# Text Classification Using AWS Deep Learning Docker Containers on Singularity

A modified version of this AWS SageMaker lab guide: https://github.com/lbnl-science-it/aws-sagemaker-keras-text-classification

# Data Exploration

In [3]:
import pandas as pd
import tensorflow as tf
import re
import numpy as np
import os

from tensorflow.python.keras.preprocessing.text import Tokenizer
from tensorflow.python.keras.preprocessing.sequence import pad_sequences
from tensorflow.python.keras.utils import to_categorical

In [4]:
column_names = ["TITLE", "URL", "PUBLISHER", "CATEGORY", "STORY", "HOSTNAME", "TIMESTAMP"]
news_dataset = pd.read_csv(os.path.join('./data', 'newsCorpora.csv'), names=column_names, header=None, delimiter='\t')
news_dataset.head()

Unnamed: 0,TITLE,URL,PUBLISHER,CATEGORY,STORY,HOSTNAME,TIMESTAMP
1,"Fed official says weak data caused by weather,...",http://www.latimes.com/business/money/la-fi-mo...,Los Angeles Times,b,ddUyU0VZz0BRneMioxUPQVP6sIxvM,www.latimes.com,1394470370698
2,Fed's Charles Plosser sees high bar for change...,http://www.livemint.com/Politics/H2EvwJSK2VE6O...,Livemint,b,ddUyU0VZz0BRneMioxUPQVP6sIxvM,www.livemint.com,1394470371207
3,US open: Stocks fall after Fed official hints ...,http://www.ifamagazine.com/news/us-open-stocks...,IFA Magazine,b,ddUyU0VZz0BRneMioxUPQVP6sIxvM,www.ifamagazine.com,1394470371550
4,"Fed risks falling 'behind the curve', Charles ...",http://www.ifamagazine.com/news/fed-risks-fall...,IFA Magazine,b,ddUyU0VZz0BRneMioxUPQVP6sIxvM,www.ifamagazine.com,1394470371793
5,Fed's Plosser: Nasty Weather Has Curbed Job Gr...,http://www.moneynews.com/Economy/federal-reser...,Moneynews,b,ddUyU0VZz0BRneMioxUPQVP6sIxvM,www.moneynews.com,1394470372027


In [5]:
news_dataset.groupby(['CATEGORY']).size()

CATEGORY
b    115967
e    152469
m     45639
t    108344
dtype: int64

# Training your Algorithm

### Building the Singularity container using available aws deep learning docker containers Images
https://aws.amazon.com/releasenotes/available-deep-learning-containers-images/

The following shell code shows how to build the container image using `docker` and convert the container image to a `Singularity` image. 

In [6]:
%%sh

cd container

####################################################
########## Download and unzip the dataset ##########
####################################################
cd ../data/
wget https://danilop.s3-eu-west-1.amazonaws.com/reInvent-Workshop-Data-Backup.zip && unzip reInvent-Workshop-Data-Backup.zip
mv reInvent-Workshop-Data-Backup/* ./
rm -rf reInvent-Workshop-Data-Backup reInvent-Workshop-Data-Backup.zip
cd ../container/

###################################################################################
######### Build the SageMaker Container & Convert it to Singularity image #########
###################################################################################
algorithm_name=sagemaker-keras-text-classification

chmod +x sagemaker_keras_text_classification/train
chmod +x sagemaker_keras_text_classification/serve

# Get the region defined in the current configuration

fullname="local_${algorithm_name}:latest"

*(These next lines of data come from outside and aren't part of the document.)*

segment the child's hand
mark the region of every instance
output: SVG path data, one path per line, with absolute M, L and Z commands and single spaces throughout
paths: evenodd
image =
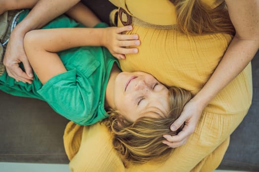
M 132 29 L 131 26 L 106 28 L 102 44 L 117 59 L 125 59 L 124 55 L 137 53 L 138 49 L 132 46 L 140 45 L 139 36 L 137 34 L 122 34 L 124 31 Z

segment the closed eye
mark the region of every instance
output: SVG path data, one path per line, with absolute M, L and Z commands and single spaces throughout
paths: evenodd
M 137 103 L 138 106 L 139 105 L 140 102 L 141 102 L 141 101 L 142 101 L 142 100 L 143 100 L 144 99 L 145 99 L 145 98 L 144 98 L 144 97 L 142 97 L 142 98 L 141 98 L 141 99 L 140 99 L 140 100 L 139 100 L 139 101 L 138 102 L 138 103 Z

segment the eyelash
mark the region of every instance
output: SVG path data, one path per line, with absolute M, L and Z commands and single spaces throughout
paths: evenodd
M 152 89 L 154 89 L 155 86 L 157 86 L 158 85 L 158 83 L 155 83 L 155 85 L 154 85 L 154 86 L 153 86 Z M 141 102 L 143 100 L 144 100 L 144 97 L 142 97 L 142 98 L 141 98 L 141 99 L 140 99 L 140 100 L 139 100 L 139 101 L 138 102 L 138 103 L 137 103 L 138 106 L 139 106 L 139 105 L 140 104 L 140 102 Z
M 144 97 L 142 97 L 142 98 L 141 98 L 141 99 L 140 99 L 140 100 L 139 100 L 139 101 L 138 102 L 138 103 L 137 103 L 138 106 L 139 106 L 139 105 L 140 104 L 140 102 L 141 102 L 141 101 L 142 101 L 142 100 L 144 100 Z

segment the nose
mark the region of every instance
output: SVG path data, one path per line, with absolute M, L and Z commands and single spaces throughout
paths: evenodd
M 143 90 L 148 91 L 150 89 L 149 85 L 145 80 L 140 80 L 136 84 L 135 88 L 136 90 Z

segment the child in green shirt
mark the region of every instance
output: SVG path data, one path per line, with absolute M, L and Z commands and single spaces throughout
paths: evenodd
M 19 8 L 20 3 L 22 6 L 24 2 L 18 3 L 15 8 Z M 175 135 L 182 128 L 174 132 L 170 125 L 190 99 L 190 93 L 168 88 L 145 72 L 121 72 L 112 54 L 123 58 L 122 54 L 137 52 L 136 48 L 124 48 L 139 45 L 137 35 L 121 34 L 131 30 L 131 26 L 107 28 L 82 5 L 77 4 L 67 13 L 84 25 L 95 28 L 84 28 L 63 15 L 43 29 L 27 33 L 24 48 L 34 78 L 31 83 L 18 82 L 4 71 L 0 76 L 0 89 L 45 101 L 58 113 L 78 124 L 90 125 L 109 117 L 105 122 L 116 135 L 114 143 L 117 146 L 129 142 L 124 146 L 131 146 L 133 143 L 130 140 L 144 141 L 142 145 L 155 141 L 157 143 L 154 142 L 155 146 L 150 147 L 153 149 L 146 150 L 148 156 L 142 157 L 145 161 L 168 154 L 171 148 L 162 143 L 162 135 Z M 20 13 L 18 22 L 28 12 L 27 10 Z M 159 127 L 155 122 L 159 124 Z M 148 139 L 139 137 L 145 135 L 142 131 L 138 134 L 132 132 L 123 140 L 125 133 L 119 132 L 122 129 L 132 131 L 140 127 L 148 131 Z M 131 150 L 134 146 L 140 147 L 132 145 Z M 151 155 L 150 152 L 159 153 Z M 141 161 L 141 158 L 133 160 Z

# Get the login command from ECR and execute it directly
$(aws ecr get-login --no-include-email --region ${region} --registry-ids 763104351884)

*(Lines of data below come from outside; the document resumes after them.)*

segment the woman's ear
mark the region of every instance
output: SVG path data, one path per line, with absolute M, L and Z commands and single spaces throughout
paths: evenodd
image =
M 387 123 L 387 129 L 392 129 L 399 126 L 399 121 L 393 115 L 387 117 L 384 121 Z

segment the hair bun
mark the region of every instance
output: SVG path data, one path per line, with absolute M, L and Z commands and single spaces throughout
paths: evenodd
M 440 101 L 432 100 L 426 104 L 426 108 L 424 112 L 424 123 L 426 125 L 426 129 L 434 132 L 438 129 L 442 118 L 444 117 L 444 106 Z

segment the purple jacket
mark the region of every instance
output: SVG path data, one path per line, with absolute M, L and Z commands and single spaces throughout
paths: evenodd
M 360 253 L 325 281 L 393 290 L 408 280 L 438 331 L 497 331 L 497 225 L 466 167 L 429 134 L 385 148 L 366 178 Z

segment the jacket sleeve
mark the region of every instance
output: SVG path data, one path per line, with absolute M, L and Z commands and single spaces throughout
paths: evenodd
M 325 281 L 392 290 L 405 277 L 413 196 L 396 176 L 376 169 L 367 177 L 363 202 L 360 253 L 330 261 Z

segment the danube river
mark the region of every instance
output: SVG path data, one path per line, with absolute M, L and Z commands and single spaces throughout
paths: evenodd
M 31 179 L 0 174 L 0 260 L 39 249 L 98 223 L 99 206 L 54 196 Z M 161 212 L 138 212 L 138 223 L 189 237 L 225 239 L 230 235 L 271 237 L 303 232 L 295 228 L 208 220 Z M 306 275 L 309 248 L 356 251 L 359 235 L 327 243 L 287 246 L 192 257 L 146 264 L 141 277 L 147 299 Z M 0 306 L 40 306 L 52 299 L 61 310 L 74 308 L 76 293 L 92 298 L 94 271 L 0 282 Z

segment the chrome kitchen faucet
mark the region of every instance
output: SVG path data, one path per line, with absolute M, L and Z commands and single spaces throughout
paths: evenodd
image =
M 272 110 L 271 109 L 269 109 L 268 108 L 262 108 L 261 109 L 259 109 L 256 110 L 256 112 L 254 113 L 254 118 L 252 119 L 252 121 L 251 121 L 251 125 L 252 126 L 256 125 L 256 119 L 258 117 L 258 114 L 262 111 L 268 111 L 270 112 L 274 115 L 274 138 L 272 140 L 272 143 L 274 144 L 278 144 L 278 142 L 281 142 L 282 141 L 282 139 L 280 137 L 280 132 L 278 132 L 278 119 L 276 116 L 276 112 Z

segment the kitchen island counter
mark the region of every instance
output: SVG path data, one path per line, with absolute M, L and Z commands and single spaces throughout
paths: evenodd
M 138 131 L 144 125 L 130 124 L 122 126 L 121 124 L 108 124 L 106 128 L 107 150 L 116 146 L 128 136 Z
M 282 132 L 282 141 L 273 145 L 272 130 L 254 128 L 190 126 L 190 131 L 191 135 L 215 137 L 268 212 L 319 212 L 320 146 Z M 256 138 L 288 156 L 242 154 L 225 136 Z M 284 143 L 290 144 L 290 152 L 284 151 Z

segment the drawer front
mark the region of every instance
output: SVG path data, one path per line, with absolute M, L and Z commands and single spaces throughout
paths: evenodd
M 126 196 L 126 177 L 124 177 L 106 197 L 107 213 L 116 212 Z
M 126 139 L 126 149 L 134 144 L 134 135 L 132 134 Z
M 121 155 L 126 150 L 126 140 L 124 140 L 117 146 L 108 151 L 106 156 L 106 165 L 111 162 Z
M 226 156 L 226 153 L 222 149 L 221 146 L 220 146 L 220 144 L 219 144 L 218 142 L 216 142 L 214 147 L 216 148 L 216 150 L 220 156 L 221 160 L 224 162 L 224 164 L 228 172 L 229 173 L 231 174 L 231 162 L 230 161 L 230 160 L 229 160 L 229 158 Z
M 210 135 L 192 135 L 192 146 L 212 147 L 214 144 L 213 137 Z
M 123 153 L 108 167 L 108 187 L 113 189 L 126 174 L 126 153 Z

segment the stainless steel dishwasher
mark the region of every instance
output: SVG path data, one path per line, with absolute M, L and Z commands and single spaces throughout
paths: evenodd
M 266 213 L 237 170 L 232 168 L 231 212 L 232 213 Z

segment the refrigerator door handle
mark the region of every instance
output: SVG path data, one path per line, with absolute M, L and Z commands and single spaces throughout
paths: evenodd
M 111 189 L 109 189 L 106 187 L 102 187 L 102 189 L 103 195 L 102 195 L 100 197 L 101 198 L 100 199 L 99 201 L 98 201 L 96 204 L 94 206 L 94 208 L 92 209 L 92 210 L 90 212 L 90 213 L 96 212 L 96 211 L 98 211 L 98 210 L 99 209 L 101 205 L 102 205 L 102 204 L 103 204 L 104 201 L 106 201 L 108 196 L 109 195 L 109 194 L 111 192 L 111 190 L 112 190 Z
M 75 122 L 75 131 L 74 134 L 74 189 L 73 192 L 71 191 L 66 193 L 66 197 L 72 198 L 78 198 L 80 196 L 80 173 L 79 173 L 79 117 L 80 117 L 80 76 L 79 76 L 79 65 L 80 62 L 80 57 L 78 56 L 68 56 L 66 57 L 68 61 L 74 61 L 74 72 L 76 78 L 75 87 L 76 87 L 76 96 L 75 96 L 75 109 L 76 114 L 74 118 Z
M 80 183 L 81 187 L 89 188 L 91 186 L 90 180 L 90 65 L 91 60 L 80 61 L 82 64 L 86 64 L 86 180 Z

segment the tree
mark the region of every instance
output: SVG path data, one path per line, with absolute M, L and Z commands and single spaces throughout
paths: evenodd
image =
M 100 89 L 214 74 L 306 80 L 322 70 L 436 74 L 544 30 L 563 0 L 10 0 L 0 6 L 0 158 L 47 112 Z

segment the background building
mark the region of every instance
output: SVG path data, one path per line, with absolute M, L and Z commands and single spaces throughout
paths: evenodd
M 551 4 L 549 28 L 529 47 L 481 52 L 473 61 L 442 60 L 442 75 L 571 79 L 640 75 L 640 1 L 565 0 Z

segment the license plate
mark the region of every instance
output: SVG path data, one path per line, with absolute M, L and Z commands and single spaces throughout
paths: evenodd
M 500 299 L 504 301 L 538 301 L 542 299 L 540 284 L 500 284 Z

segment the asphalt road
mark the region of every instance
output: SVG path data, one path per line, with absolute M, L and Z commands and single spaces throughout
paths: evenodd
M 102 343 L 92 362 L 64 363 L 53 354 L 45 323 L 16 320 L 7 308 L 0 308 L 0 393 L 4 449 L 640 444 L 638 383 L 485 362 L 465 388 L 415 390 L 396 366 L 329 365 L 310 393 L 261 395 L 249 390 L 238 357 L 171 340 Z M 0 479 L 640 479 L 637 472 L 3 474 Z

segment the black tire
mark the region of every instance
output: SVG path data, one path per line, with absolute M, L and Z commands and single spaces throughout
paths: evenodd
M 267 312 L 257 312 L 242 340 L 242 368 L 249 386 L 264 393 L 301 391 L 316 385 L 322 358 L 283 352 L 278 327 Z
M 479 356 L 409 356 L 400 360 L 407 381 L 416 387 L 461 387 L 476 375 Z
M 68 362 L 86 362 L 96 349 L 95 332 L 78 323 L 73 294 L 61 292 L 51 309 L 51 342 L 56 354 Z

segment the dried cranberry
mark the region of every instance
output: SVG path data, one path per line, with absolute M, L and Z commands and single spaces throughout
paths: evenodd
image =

# Build the docker image locally with the image name
# In the "Dockerfile", modify the source image to select one of the available deep learning docker containers images:
# https://aws.amazon.com/releasenotes/available-deep-learning-containers-images
docker build  -t ${algorithm_name} .
docker tag ${algorithm_name} ${fullname}

# Build Singularity image from local docker image
sifname="local_sagemaker-keras-text-classification.sif"
sudo singularity build ${sifname} docker-daemon:${fullname}

################################
########## Local Test ########## 
################################
cd ../data
cp -a . ../container/local_test/test_dir/input/data/training/
cd ../container
cd local_test

### Train
./train_local.sh ../${sifname}

### Prediction
#./serve_local.sh ../${fullname}

Archive:  reInvent-Workshop-Data-Backup.zip
   creating: reInvent-Workshop-Data-Backup/
  inflating: reInvent-Workshop-Data-Backup/glove.6B.100d.txt  
  inflating: reInvent-Workshop-Data-Backup/newsCorpora.csv  
Sending build context to Docker daemon  1.093GB
Step 1/9 : FROM 763104351884.dkr.ecr.us-east-2.amazonaws.com/tensorflow-training:1.14.0-cpu-py36-ubuntu16.04
 ---> e6a210ff54e4
Step 2/9 : RUN apt-get update &&     apt-get install -y nginx imagemagick graphviz
 ---> Using cache
 ---> 32ff2dce1af3
Step 3/9 : RUN pip install --upgrade pip
 ---> Using cache
 ---> 4e1b65ea3a65
Step 4/9 : RUN pip install gevent gunicorn flask tensorflow_hub seqeval graphviz nltk spacy tqdm
 ---> Using cache
 ---> d97c22f6de86
Step 5/9 : RUN python -m spacy download en_core_web_sm
 ---> Using cache
 ---> 14c8854a1901
Step 6/9 : RUN python -m spacy download en
 ---> Using cache
 ---> 185661d9e15d
Step 7/9 : ENV PATH="/opt/program:${PATH}"
 ---> Using cache
 ---> b5d5c6867074
Step 8/9 : COPY sagemaker_ke

--2020-06-08 21:40:00--  https://danilop.s3-eu-west-1.amazonaws.com/reInvent-Workshop-Data-Backup.zip
Resolving danilop.s3-eu-west-1.amazonaws.com (danilop.s3-eu-west-1.amazonaws.com)... 52.218.101.40
Connecting to danilop.s3-eu-west-1.amazonaws.com (danilop.s3-eu-west-1.amazonaws.com)|52.218.101.40|:443... connected.
HTTP request sent, awaiting response... 200 OK
Length: 163330090 (156M) [application/zip]
Saving to: ‘reInvent-Workshop-Data-Backup.zip’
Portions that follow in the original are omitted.